Fachin acompanhou a divergência aberta pelo ministro Flávio Dino, fechando o placar de oito votos a dois pela derrubada. O único que votou favoravelmente à liminar, além do próprio relator, foi o ministro Luiz Fux.

Ministro concordou com a proteção às minorias, mas não com a extensão automática à prorrogação.Victor Piemonte/STF

Fachin sustentou que, embora houvesse proteção constitucional às minorias parlamentares, não era possível reconhecer, no caso concreto, um direito líquido e certo à prorrogação da CPMI por meio de mandado de segurança. O ministro delimitou o núcleo da controvérsia ao questionar "se essa omissão viola direito líquido e certo da minoria parlamentar".

O voto partiu da concordância com as premissas consolidadas na jurisprudência da Corte sobre o papel das minorias. O ministro afirmou adesão à ideia de que há proteção constitucional ao direito de oposição e de fiscalização por meio de CPIs, bem como ao entendimento de que a instauração dessas comissões constitui prerrogativa assegurada às minorias parlamentares.

A divergência surgiu quanto à extensão desse direito para a prorrogação das comissões. O ministro apontou que a tese de que a prorrogação seria consequência automática da instauração abria um problema jurídico relevante, especialmente no âmbito do mandado de segurança. Para o ministro, essa extensão não se revelava evidente a ponto de configurar direito líquido e certo apto a ser protegido por essa via processual.

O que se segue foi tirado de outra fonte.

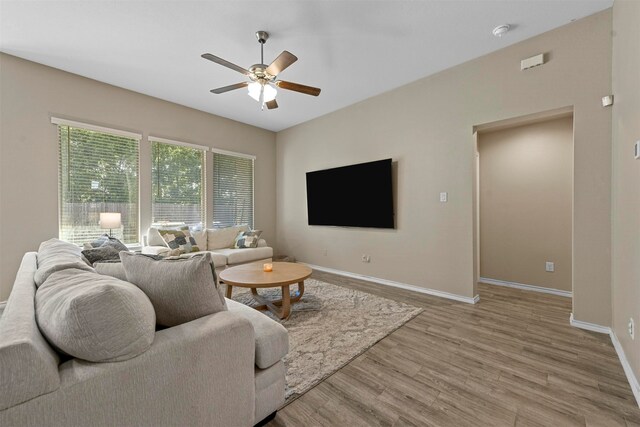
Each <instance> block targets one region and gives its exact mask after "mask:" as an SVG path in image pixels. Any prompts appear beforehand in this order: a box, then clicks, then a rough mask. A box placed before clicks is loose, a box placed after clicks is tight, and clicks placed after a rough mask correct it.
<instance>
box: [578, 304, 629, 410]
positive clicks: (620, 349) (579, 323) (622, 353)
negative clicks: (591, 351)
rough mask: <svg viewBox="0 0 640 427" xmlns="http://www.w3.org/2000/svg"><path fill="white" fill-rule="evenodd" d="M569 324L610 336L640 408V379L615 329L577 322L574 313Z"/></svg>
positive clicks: (618, 358) (608, 327)
mask: <svg viewBox="0 0 640 427" xmlns="http://www.w3.org/2000/svg"><path fill="white" fill-rule="evenodd" d="M569 323H570V324H571V326H575V327H576V328H580V329H586V330H587V331H593V332H599V333H601V334H608V335H609V337H610V338H611V342H612V343H613V348H615V349H616V353H617V354H618V359H620V364H621V365H622V369H624V373H625V375H626V376H627V381H629V386H631V391H632V392H633V396H634V397H635V398H636V404H637V405H638V407H640V383H638V378H636V375H635V374H634V373H633V369H631V365H630V364H629V360H628V359H627V355H626V354H625V353H624V349H623V348H622V344H620V341H619V340H618V337H617V336H616V333H615V332H613V329H611V328H610V327H608V326H602V325H597V324H595V323H589V322H583V321H581V320H575V319H574V318H573V313H571V317H569Z"/></svg>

Nesse sentido, o voto enfatizou que o instrumento do mandado de segurança exige demonstração clara e imediata do direito alegado, o que não se verificava no caso. O ministro destacou que a discussão sobre eventual direito à prorrogação poderia demandar uma análise mais ampla, possivelmente em outra via processual, mas não se ajustava aos limites estritos dessa ação.

O ministro também afastou a ideia de que o caráter interno da matéria impedisse, por si só, a atuação do Supremo, ponderando que questões internas poderiam ser apreciadas judicialmente quando houvesse violação constitucional. Ainda assim, concluiu que, no caso concreto, não foi possível extrair essa violação de forma inequívoca.

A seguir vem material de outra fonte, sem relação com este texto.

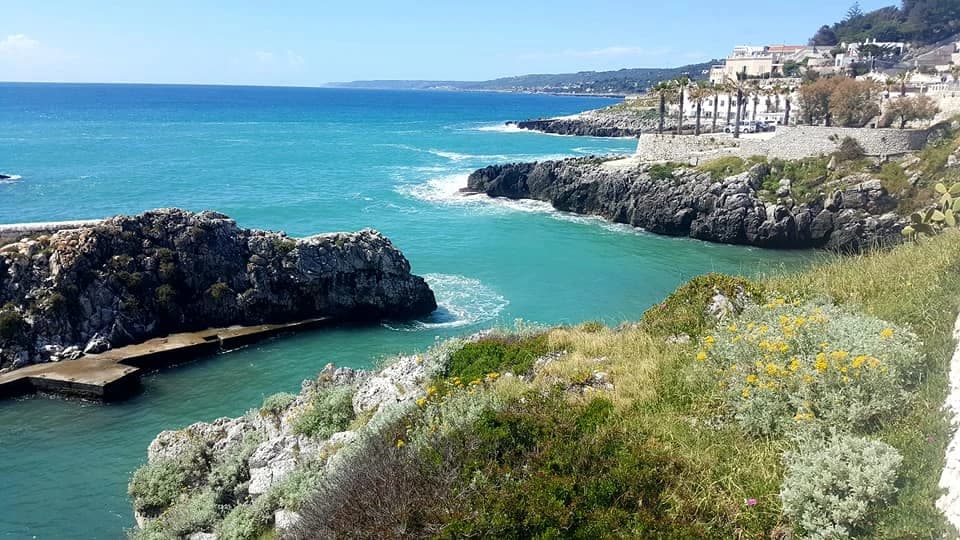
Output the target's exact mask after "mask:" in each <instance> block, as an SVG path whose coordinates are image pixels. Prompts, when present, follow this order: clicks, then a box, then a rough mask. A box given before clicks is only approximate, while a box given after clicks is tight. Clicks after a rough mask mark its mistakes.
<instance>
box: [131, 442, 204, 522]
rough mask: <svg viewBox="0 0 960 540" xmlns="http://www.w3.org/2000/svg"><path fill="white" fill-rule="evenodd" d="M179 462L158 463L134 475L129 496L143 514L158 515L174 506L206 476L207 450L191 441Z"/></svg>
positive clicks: (170, 460)
mask: <svg viewBox="0 0 960 540" xmlns="http://www.w3.org/2000/svg"><path fill="white" fill-rule="evenodd" d="M188 444H189V447H188V449H187V450H186V451H185V452H183V453H182V454H181V455H180V456H178V457H177V458H167V459H159V460H157V461H154V462H153V463H148V464H146V465H144V466H143V467H140V468H139V469H137V471H136V472H134V473H133V478H131V480H130V485H129V486H128V487H127V493H128V494H129V495H130V496H131V497H133V500H134V507H136V509H137V510H138V511H140V512H143V513H147V514H155V513H158V512H159V511H162V510H164V509H166V508H167V507H169V506H170V505H171V504H173V503H174V502H175V501H176V500H177V498H178V497H179V496H180V494H181V492H182V491H183V489H184V488H186V487H187V486H189V485H191V484H193V483H195V482H197V481H198V480H199V479H200V478H202V477H203V475H205V474H206V472H207V471H206V467H207V462H208V458H209V455H208V449H207V448H206V447H205V446H204V445H203V444H202V443H200V442H197V441H192V442H190V443H188Z"/></svg>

Por fim, o ministro concluiu que não estavam presentes os requisitos para concessão da ordem e votou pela denegação do mandado de segurança, acompanhando a divergência.

Julgamento no STF

O voto foi proferido no julgamento da liminar concedida pelo ministro André Mendonça, que determinou a prorrogação da CPMI do INSS após impasse sobre a leitura do requerimento no Congresso.

A decisão foi tomada após parlamentares apontarem omissão da Mesa do Congresso na condução do pedido de extensão do prazo. Mendonça entendeu que, em situações excepcionais, o direito da minoria parlamentar poderia justificar a continuidade dos trabalhos da comissão.